What Universities Should Do After Rejecting Trump’s Compact
It’s been a month since the Trump administration offered nine universities its “Compact for Academic Excellence in Higher Education,” which promised “multiple positive benefits” for adhering to the compact’s ten conditions. Since then, seven of the nine universities have rejected the compact outright, while two institutions remain noncommittal.
With the offer now broadly open to any institution, there has been more resistance than enthusiasm. Leaders of the nation's top universities seem, on the whole, uninterested, with wide-spread concern over academic freedom and institutional autonomy. Although several universities are engaging in "conversations" with the Trump administration, New College of Florida and Valley Forge Military College are the only institutions to say publicly that they are eager to sign.
Last week, we brought together HxA members Anna Krylov (Chemistry, University of Southern California), Tom Ginsburg (International Law, University of Chicago), and Jon Zimmerman (Education, University of Pennsylvania) to discuss how we got to the compact — and what comes next.
With regard to the need for Trump’s compact, Ginsburg lauded the historical impact of the U.S. university system, saying “We always have had a compact. It's an 80 year bargain since Vannevar Bush,” referencing the birth of federally funded academic research in the 1940s. ”The federal government will provide massive amounts of research money,” Ginsburg explained, “give overall direction, and universities will compete in order to do that research. And that's been utterly successful.”
But, the next era of higher education’s relationship with the federal government may very well already be here. Krylov argued that “the issues articulated in the compact [show] this erosion of academic excellence… and that's a big problem that we need to address through educational reform.”

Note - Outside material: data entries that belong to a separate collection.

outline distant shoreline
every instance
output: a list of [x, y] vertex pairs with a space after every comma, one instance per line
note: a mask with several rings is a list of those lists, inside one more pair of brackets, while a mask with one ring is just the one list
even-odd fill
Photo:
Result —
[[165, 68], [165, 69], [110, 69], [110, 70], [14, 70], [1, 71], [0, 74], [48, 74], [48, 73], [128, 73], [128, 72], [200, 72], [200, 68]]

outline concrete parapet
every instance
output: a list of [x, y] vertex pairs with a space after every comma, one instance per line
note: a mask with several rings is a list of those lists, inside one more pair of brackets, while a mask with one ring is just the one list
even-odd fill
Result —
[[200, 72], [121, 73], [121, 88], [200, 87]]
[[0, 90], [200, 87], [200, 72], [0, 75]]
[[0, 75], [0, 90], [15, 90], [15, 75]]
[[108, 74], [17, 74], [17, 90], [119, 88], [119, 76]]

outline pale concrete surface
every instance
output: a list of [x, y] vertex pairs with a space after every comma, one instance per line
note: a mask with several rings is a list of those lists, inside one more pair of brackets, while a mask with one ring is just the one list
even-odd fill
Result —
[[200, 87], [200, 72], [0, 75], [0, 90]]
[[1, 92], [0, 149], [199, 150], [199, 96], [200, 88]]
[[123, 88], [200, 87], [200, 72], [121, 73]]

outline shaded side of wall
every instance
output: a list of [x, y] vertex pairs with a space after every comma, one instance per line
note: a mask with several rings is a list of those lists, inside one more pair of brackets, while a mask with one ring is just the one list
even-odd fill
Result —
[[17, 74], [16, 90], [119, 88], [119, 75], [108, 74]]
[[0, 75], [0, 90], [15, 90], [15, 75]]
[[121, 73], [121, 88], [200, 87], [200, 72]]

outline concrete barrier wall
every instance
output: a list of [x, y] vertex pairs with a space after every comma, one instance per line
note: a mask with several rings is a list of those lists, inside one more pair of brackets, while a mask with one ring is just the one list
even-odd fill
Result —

Zimmerman urged self-reflection within the academy, noting that “I think we have to be honest about the ways that we have failed to abide by many of the valid principles that are expressed, however ham-handedly in the compact. … I would argue that we have not been nearly vigilant enough in abiding by those ideals.”
According to a variety of public polling since July, Americans are indeed largely unhappy with the current state of higher education and agree that reforms are needed — most notably with keeping our universities focused on their core mission of education and getting out of the business of politics.
“In the modern university, we haven't put nearly enough premium on teaching as professionals,“ Zimmerman argued.
Ginsburg also explained how the loss of public trust in higher education is clearly reflected in the record lows in the polls. “We have the legitimacy we've built up from decades and decades of discovery, and we just have allowed little bits of that capital to be drawn down… and we have to think about how to rebuild that,” he said. “That gets back to the compact mission, and it's going to require a lot of minds to figure out how we build that trust and capital legitimacy.”
Both university leaders and the panelists convened last week seem to be in general agreement that the issue with the compact (and Trump’s engagement with universities more broadly since returning to office in January) is not so much with its aspirational goals as it is with the method proposed for achieving them.
The panelists seem to be in agreement with the university leaders who rejected the compact in appreciating the goals stated in the compact, while expressing concern about the Trump Administration’s strategy to achieve said goals.
“Universities do need a lot of reform,” said Ginsburg, “but the question of how to do it, I just have to draw the line [at] government control.”
Americans broadly seem to be siding with the academy on this issue. Nationally representative polling shared exclusively by The Chronicle of Higher Education last week shows that 62% of Americans say colleges shouldn’t align their policies with the Trump administration’s goals in exchange for preferential funding; even among conservatives, half say colleges shouldn’t agree to the compact.
Krylov hopes that the compact will “inspire our universities to come out with our own compact and act on it.” She continued, “I think that would be a really big step towards restoring trust of the American public in higher education without entering into this binding and agreements that would be violating freedom of university autonomy and maybe even academic freedom of the faculty.”
Ginsburg noted that the compact could be a potential motivating force for internal reform, adding that we now need to be “empowering those inside universities who have been pushing for reform, empowering the few administrators in our country with a lot of spine who want to shift things in a new direction. And that would be the best possible outcome of it.”
“I don't think this is the end of the story,” he predicted.